In deze klasse zijn droperidol (een antipsychoticum) en metoclopramide (een gastroprokineticum verwant aan de antipsychotica) het best bestudeerd.

- Droperidol intraveneus blijkt even werkzaam als ondansetron en dexamethason. Sedatie is het belangrijkste ongewenst effect. Er zijn meldingen van verlenging van het QT-interval en torsades de pointes bij hoge doses; daarom wordt aangeraden enkel lage doses te gebruiken (maximum 1,25 mg).
- Metoclopramide intraveneus in monotherapie blijkt niet werkzaam in de preventie van PONV; de associatie van metoclopramide i.v. en dexamethason i.v. bleek werkzamer dan dexamethason i.v. alleen. Ernstige bradycardie kan optreden met metoclopramide intraveneus.

Anticholinergica

Scopolamine onder vorm van een transdermaal systeem is werkzaam, maar deze vorm is in België niet beschikbaar; andere toedieningswegen zijn slechts zeer beperkt onderzocht. Andere anticholinergica worden niet gebruikt in de preventie van PONV.

H1-antihistaminica

Sommige antihistaminica voor intraveneuze toediening zoals promethazine of dimenhydrinaat zijn werkzaam gebleken, maar deze intraveneuze vormen zijn in België niet beschikbaar.

NK1-antagonisten

Aprepitant 40 mg per os is werkzaam gebleken in de preventie van PONV. Het middel is beperkter onderzocht dan de 5HT3-antagonisten en is veel duurder dan andere anti-emetica. De 40 mg-sterkte is niet beschikbaar in België. De 80 mg- en 125 mg-sterktes hebben, net als fosaprepitant, alleen nausea en braken bij emetogene chemotherapie als indicatie.

Associaties

Profylaxe met associaties van anti-emetica die op verschillende receptoren werken is werkzamer dan profylaxe met een anti-emeticum in monotherapie. Er worden diverse associaties van anti-emetica gebruikt, meestal in lage doses om het risico van ongewenste effecten te reduceren. De associatie van ondansetron met droperidol of met dexamethason is het best onderzocht.

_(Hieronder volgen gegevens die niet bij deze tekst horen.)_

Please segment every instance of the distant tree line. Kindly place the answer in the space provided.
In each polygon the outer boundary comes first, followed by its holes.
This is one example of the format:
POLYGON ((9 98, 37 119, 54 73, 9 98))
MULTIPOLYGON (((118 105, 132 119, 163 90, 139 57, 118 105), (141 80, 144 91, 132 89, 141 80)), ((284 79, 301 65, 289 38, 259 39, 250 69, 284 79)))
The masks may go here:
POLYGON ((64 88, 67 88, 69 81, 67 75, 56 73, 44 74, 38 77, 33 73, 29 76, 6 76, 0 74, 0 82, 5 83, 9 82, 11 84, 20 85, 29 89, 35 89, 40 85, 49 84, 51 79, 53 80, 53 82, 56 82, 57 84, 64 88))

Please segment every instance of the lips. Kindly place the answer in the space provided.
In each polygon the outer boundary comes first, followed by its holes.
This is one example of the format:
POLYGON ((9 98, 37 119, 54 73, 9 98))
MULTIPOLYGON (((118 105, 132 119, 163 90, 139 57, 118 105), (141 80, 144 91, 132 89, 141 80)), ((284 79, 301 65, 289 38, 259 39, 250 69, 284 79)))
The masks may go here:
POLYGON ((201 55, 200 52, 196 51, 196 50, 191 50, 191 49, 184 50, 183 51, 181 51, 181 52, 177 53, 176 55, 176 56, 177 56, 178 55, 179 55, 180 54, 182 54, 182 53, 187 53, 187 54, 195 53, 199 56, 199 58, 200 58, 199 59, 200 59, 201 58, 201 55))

2. Behandeling van postoperatieve nausea en braken

- De behandeling van PONV is slechts beperkt onderzocht. Volgens de richtlijnen is een 5HT3-antagonist aangewezen indien de patiënt geen profylaxe kreeg en is, in geval van falen van de profylaxe, behandeling aangewezen met een middel uit een andere farmacologische klasse dan deze die gebruikt werd voor de profylaxe.

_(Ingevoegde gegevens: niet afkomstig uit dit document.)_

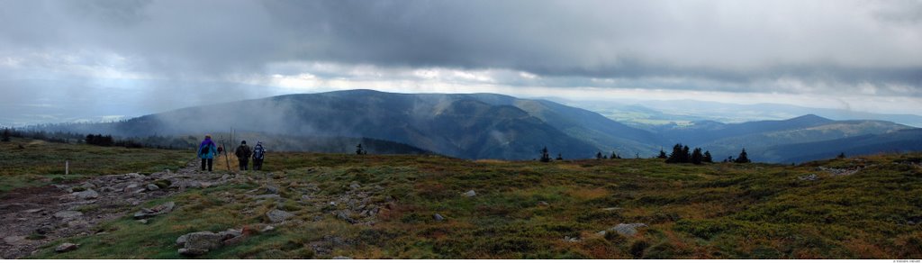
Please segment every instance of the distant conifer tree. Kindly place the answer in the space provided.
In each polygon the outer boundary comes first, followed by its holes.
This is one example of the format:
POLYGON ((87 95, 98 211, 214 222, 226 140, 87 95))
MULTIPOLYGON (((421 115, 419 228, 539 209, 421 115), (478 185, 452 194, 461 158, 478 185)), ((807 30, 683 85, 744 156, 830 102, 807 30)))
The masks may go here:
POLYGON ((701 164, 702 160, 703 159, 704 155, 701 153, 701 148, 695 148, 694 150, 692 151, 692 163, 701 164))
POLYGON ((737 160, 733 161, 737 163, 746 163, 746 162, 751 162, 752 161, 749 160, 749 154, 746 153, 746 149, 743 148, 743 151, 739 152, 739 157, 737 157, 737 160))
POLYGON ((544 149, 541 149, 541 159, 540 159, 540 161, 541 161, 541 162, 550 162, 550 154, 548 153, 548 147, 547 146, 545 146, 544 149))
POLYGON ((682 162, 682 144, 677 143, 672 147, 672 153, 669 153, 669 157, 666 159, 666 163, 680 163, 682 162))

- De behandeling van patiënten bij wie nausea of braken pas optreedt na ontslag uit het ziekenhuis, bijvoorbeeld na ambulante heelkunde, is niet onderzocht.

Enkele referenties

- Gan T.J. Consensus guidelines for the management of postoperative nausea and vomiting. Anesth Analg. 2014;118:85-113 (doi:10.1213/ANE.0000000000000002)
- Carlisle J, Stevenson CA. Drugs for preventing postoperative nausea and vomiting. Cochrane Database of Systematic Reviews 2006, Issue 3. Art. No.: CD004125. doi:10.1002/14651858.CD004125.pub2.
- Nederlandse Vereniging voor Anesthesiologie. Richtlijn postoperatieve pijn 2012.
- Melton M, Klein, S, Gan T. Management of postdischarge nausea and vomiting after ambulatory surgery. Curr Opin Anesthesiol 2011;24:612-19.